Unfallzahlen 1. Halbjahr 2013/2014: Nicht Äpfel mit Birnen vergleichen

Die wettermässig unüblich nasskalten Monate März bis Juni 2013 vermiesten das Velofahren, es wurde im Alltag weniger geradelt und das Freizeit-Velofahren kam praktisch zum Erliegen. Ganz anders die Situation in der Vergleichsperiode 2014: Tolles Frühlingswetter lockte VelofahrerInnen und E-BikerInnen zu Tausenden auf die Strasse. Resultat: Wenn wenig gefahren wird, sinkt die Unfallhäufigkeit, wenn mehr gefahren wird, steigt sie.

Velofahren ist in Relation zum Fahrzeugbestand nicht gefährlicher geworden

Auf Grund eines Halbjahresvergleichs mit unterschiedlichsten Wetterverhältnissen eine dramatische Zunahme der Gefährlichkeit des Velofahrens herbei zu reden, ist aus Sicht der Velobranche unverantwortlich. Die über einen längeren Zeitraum betrachteten Unfallzahlen beweisen: Velo- und E-Bike-Fahren ist per se in den letzten Jahren – in Relation zum Anstieg des Fahrzeugbestandes – nicht gefährlicher geworden. Bei den E-Bikes hat die Zahl der Unfälle nicht zugenommen sondern ist – gemessen im Verhältnis zum Boom der Fahrzeuge – konstant geblieben. Aktuell sind auf Schweizer Strassen rund 270'000 E-Bikes unterwegs, vor acht Jahren waren es gerade mal 3'000.

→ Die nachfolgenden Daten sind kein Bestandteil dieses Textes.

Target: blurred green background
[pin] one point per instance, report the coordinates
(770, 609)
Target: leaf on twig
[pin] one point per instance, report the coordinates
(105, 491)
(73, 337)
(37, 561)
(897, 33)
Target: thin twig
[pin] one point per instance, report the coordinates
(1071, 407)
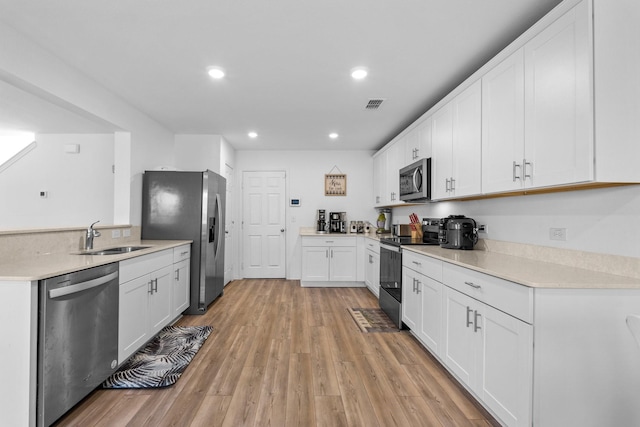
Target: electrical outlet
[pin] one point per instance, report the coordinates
(558, 234)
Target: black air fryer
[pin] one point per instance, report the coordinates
(458, 232)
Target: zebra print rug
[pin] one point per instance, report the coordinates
(161, 362)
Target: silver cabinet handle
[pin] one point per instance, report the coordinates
(516, 165)
(473, 285)
(476, 327)
(524, 167)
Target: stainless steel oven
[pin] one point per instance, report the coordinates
(390, 297)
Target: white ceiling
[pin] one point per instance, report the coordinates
(287, 61)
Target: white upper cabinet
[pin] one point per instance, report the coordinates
(417, 142)
(503, 125)
(456, 141)
(558, 108)
(537, 111)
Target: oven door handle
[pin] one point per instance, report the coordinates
(82, 286)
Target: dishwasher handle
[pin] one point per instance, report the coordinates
(82, 286)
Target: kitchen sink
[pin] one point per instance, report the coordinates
(115, 251)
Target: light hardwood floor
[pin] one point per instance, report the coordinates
(282, 355)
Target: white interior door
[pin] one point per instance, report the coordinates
(229, 229)
(263, 224)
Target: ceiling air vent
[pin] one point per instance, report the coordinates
(374, 104)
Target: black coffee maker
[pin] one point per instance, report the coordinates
(458, 232)
(322, 221)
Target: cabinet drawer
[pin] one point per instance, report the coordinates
(509, 297)
(329, 241)
(423, 264)
(372, 244)
(145, 264)
(181, 253)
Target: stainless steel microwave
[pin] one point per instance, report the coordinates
(415, 181)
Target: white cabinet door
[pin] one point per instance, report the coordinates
(181, 271)
(467, 142)
(505, 366)
(160, 309)
(441, 163)
(411, 146)
(379, 178)
(132, 316)
(558, 103)
(430, 327)
(372, 271)
(395, 157)
(503, 125)
(343, 264)
(411, 300)
(315, 263)
(459, 336)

Prävention ja, neue Gesetze nein

Dass es bei einem solch rasanten Anstieg eines neuen Verkehrsmittels leider auch zu Unfällen kommt, liegt grundsätzlich im Wesen der menschlichen Fortbewegung. Deshalb neue Vorschriften und sogar Prüfungen für sämtliche E-Bike-FahrerInnen zu fordern ist völlig übertrieben und läuft dem Ziel zuwider, möglichst viele Menschen zum Velofahren zu motivieren. Velo und E-Bike-Fahren ist gesund, fördert die Fitness, hilft im Gesundheitsbereich präventiv Kosten zu sparen und trägt in Städten und Agglomerationen zur Verkehrsentlastung bei.

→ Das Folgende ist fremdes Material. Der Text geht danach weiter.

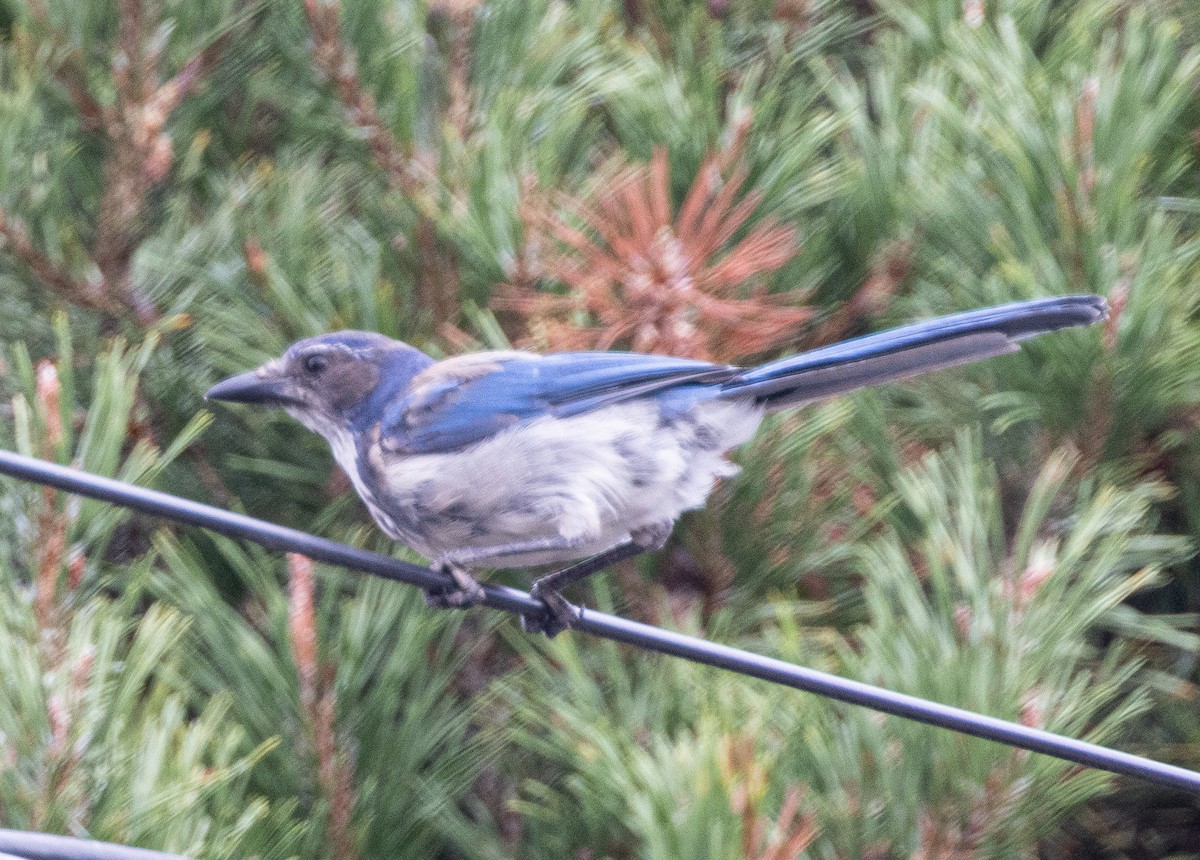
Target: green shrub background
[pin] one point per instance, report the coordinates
(185, 188)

Fazit: Die Fahrradbranche unterstützt alle Aktivitäten zur Sensibilisierung der Velo- und E-Bike-Fahrer, sich zur eigenen Sicherheit gesetzeskonform im Strassenverehr zu bewegen. Sie befürwortet auch das freiwillige Tragen des Velohelms und die aktuellen Vorschriften betreffend Fahren und Ausrüstung der 45 km/h-E-Bikes. Weitergehende als die aktuellen Vorschriften lehnt sie vehement ab, denn diese würden die Attraktivität des Velofahrens vermindern, was nicht im Interesse der Allgemeinheit sein kann.